Tous ces avis Google, accompagnés d'une note d'une étoile – la plus mauvaise – ont un point commun: ils ont été créés par le même compte et ont été inventés de toutes pièces. Michi Kohler, directeur d'un salon lucernois touché par cette affaire, raconte qu'il s'est d'abord demandé qui était la personne qui avait pu formuler ces critiques. Mais ses interrogations ne sont pas restées sans réponse pendant longtemps. 

Il a été rapidement contacté sur WhatsApp via un numéro de téléphone provenant du Pakistan. L'expéditeur lui aurait proposé un «marché» comme condition pour supprimer ses commentaires négatifs. Il s'engageait même à rédiger des avis positifs. Michi Kohler n'est jamais entré en matière.

Avec l'aide d'une intelligence artificielle?

Au lieu de cela, le directeur a signalé les commentaires en question à Google, qui les a supprimés au bout de trois jours environ.
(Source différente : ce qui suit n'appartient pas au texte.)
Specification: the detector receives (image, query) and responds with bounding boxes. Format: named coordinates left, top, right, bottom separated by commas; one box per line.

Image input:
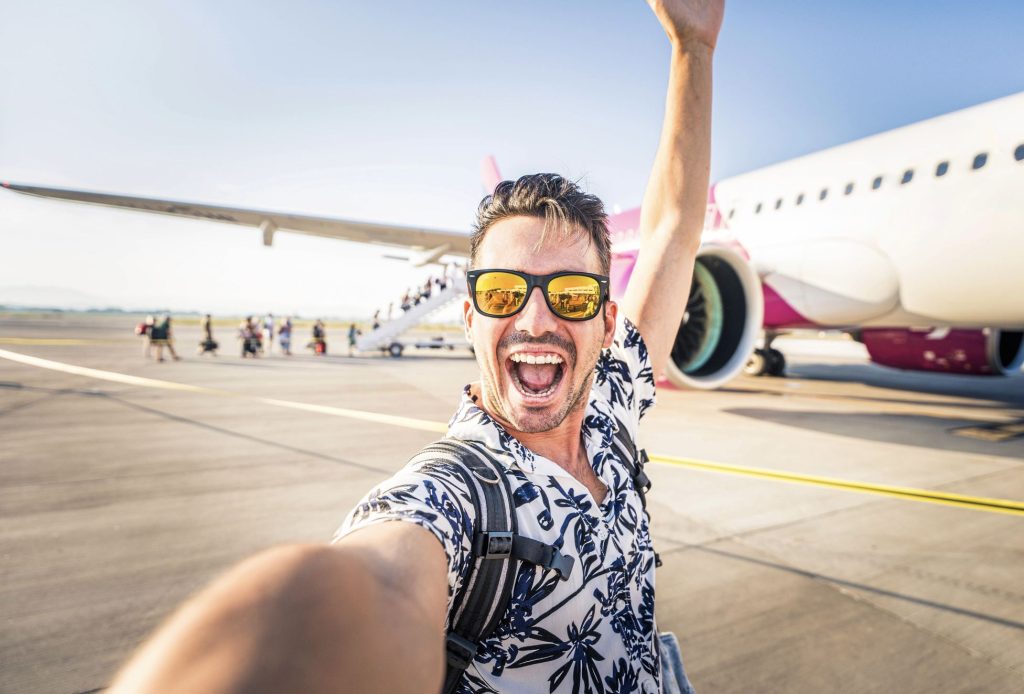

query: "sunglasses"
left=466, top=269, right=608, bottom=320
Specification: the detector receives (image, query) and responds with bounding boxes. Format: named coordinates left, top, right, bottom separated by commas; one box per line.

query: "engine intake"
left=666, top=245, right=764, bottom=390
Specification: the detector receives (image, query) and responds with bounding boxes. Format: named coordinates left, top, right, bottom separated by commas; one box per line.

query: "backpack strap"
left=614, top=419, right=651, bottom=511
left=613, top=419, right=662, bottom=568
left=421, top=438, right=573, bottom=694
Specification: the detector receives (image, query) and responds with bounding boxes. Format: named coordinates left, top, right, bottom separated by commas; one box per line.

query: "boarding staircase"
left=355, top=278, right=467, bottom=356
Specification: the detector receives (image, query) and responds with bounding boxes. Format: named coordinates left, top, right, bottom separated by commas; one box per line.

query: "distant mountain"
left=0, top=286, right=117, bottom=310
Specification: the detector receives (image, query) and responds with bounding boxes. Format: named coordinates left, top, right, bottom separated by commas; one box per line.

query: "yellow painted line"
left=0, top=349, right=447, bottom=434
left=0, top=338, right=115, bottom=347
left=650, top=456, right=1024, bottom=516
left=0, top=349, right=1024, bottom=516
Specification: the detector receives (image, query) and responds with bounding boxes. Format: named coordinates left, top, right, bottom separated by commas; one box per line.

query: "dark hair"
left=469, top=173, right=611, bottom=274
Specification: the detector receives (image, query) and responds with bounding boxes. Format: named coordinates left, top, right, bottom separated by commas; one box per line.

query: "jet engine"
left=855, top=328, right=1024, bottom=376
left=666, top=245, right=764, bottom=390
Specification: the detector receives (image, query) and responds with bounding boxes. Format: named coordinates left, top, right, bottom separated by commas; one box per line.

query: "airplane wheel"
left=766, top=349, right=785, bottom=377
left=743, top=349, right=768, bottom=376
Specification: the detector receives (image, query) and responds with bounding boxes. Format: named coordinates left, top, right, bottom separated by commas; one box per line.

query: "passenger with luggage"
left=135, top=315, right=157, bottom=359
left=197, top=313, right=219, bottom=356
left=239, top=315, right=259, bottom=359
left=278, top=316, right=292, bottom=356
left=306, top=318, right=327, bottom=356
left=150, top=315, right=181, bottom=361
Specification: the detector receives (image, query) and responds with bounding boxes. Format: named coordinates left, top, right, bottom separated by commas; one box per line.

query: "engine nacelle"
left=857, top=328, right=1024, bottom=376
left=666, top=245, right=764, bottom=390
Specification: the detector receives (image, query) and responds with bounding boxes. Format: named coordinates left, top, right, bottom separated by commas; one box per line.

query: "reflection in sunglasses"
left=474, top=271, right=601, bottom=320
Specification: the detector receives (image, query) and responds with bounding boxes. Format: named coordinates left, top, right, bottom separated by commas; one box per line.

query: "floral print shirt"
left=336, top=320, right=660, bottom=694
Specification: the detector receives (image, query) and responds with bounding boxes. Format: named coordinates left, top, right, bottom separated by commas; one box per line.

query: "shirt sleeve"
left=597, top=317, right=655, bottom=422
left=332, top=459, right=475, bottom=612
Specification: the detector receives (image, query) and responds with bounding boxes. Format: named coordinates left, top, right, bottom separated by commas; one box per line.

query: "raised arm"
left=111, top=522, right=447, bottom=694
left=622, top=0, right=725, bottom=375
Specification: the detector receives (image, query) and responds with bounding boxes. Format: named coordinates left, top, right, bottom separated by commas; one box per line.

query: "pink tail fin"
left=480, top=155, right=503, bottom=193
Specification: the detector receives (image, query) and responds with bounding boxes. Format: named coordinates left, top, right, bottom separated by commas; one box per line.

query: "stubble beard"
left=480, top=341, right=601, bottom=434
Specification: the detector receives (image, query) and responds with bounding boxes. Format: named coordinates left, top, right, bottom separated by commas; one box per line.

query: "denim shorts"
left=657, top=632, right=696, bottom=694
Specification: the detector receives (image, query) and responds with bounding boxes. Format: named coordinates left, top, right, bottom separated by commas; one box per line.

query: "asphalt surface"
left=0, top=315, right=1024, bottom=694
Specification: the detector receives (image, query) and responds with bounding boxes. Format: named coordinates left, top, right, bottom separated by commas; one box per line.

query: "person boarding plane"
left=2, top=92, right=1024, bottom=389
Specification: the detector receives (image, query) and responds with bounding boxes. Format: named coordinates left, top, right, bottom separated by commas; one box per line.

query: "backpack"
left=417, top=415, right=662, bottom=694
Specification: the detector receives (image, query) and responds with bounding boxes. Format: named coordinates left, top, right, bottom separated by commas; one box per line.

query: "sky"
left=0, top=0, right=1024, bottom=317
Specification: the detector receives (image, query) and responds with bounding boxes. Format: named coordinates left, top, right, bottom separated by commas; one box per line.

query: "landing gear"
left=767, top=349, right=785, bottom=377
left=743, top=333, right=785, bottom=377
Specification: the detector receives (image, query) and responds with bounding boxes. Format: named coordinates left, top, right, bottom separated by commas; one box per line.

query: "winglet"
left=480, top=155, right=503, bottom=194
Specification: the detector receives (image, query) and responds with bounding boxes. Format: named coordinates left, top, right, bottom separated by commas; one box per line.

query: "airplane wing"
left=2, top=182, right=469, bottom=256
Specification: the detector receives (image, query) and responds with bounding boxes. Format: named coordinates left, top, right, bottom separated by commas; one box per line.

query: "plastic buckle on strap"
left=545, top=548, right=575, bottom=580
left=444, top=632, right=476, bottom=669
left=476, top=531, right=515, bottom=559
left=633, top=469, right=650, bottom=493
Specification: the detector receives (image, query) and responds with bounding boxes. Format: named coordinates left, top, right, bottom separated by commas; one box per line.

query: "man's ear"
left=462, top=299, right=473, bottom=344
left=601, top=299, right=618, bottom=349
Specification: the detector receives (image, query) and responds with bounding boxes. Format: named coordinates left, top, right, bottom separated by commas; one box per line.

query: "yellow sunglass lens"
left=548, top=274, right=601, bottom=318
left=476, top=272, right=526, bottom=315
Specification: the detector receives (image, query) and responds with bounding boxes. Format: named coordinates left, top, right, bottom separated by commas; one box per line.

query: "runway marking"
left=0, top=338, right=115, bottom=347
left=0, top=349, right=1024, bottom=516
left=0, top=349, right=447, bottom=434
left=650, top=456, right=1024, bottom=516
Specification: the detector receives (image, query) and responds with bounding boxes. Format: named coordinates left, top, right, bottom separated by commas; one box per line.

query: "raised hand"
left=647, top=0, right=725, bottom=50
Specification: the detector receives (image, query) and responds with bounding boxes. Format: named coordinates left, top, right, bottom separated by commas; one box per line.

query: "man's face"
left=463, top=217, right=616, bottom=433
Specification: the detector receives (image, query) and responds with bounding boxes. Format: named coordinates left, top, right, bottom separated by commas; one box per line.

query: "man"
left=263, top=313, right=273, bottom=354
left=115, top=0, right=723, bottom=692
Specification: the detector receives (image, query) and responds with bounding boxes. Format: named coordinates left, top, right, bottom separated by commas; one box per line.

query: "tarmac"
left=0, top=314, right=1024, bottom=694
Il s'étonne de l'audace du maître chanteur. Et il ajoute: «Malheureusement, ces commentaires négatifs étaient redoutablement bien écrits.» Selon lui, une intelligence artificielle avait probablement été utilisée pour les rédiger.

Blick a appris que d'autres studios de tatouage ont également été contactés par le même numéro de téléphone pakistanais. Le malfrat a également exigé de l'argent aux autres tatoueurs concernés pour supprimer les avis. On ignore si certains studios ont cédé au chantage.

«Ne pas répondre du tout»

L'Office fédéral de la cybersécurité (OFCS) connaît bien cette arnaque. «Nous conseillons aux personnes concernées de ne pas répondre lorsqu'elles reçoivent une demande de paiement», explique Manuela Sonderegger, porte-parole de l'OFCS. Il convient de signaler les faux commentaires à la plateforme d'évaluation et de porter plainte auprès de la police. C'est aussi ce qu'indique la police cantonale de Zurich sur le site cybercrimepolice.ch. Dans de tels cas, il est également conseillé d'indiquer sous l'avis diffamant, quand cela est possible, qu'il s'agit d'un faux commentaire.

Contacté, Google ne s'exprime pas sur ces cas en question. Mais il déclare: «Nous vérifions minutieusement les contributions 24 heures sur 24 afin de détecter les évaluations frauduleuses.» Pour y parvenir, le géant américain mise tant sur l'intervention humaine que technologique. «Lorsque nous constatons que des personnes produisent des faux commentaires, nous prenons immédiatement des mesures. Cela va du retrait de contenus à la suppression définitive du compte.»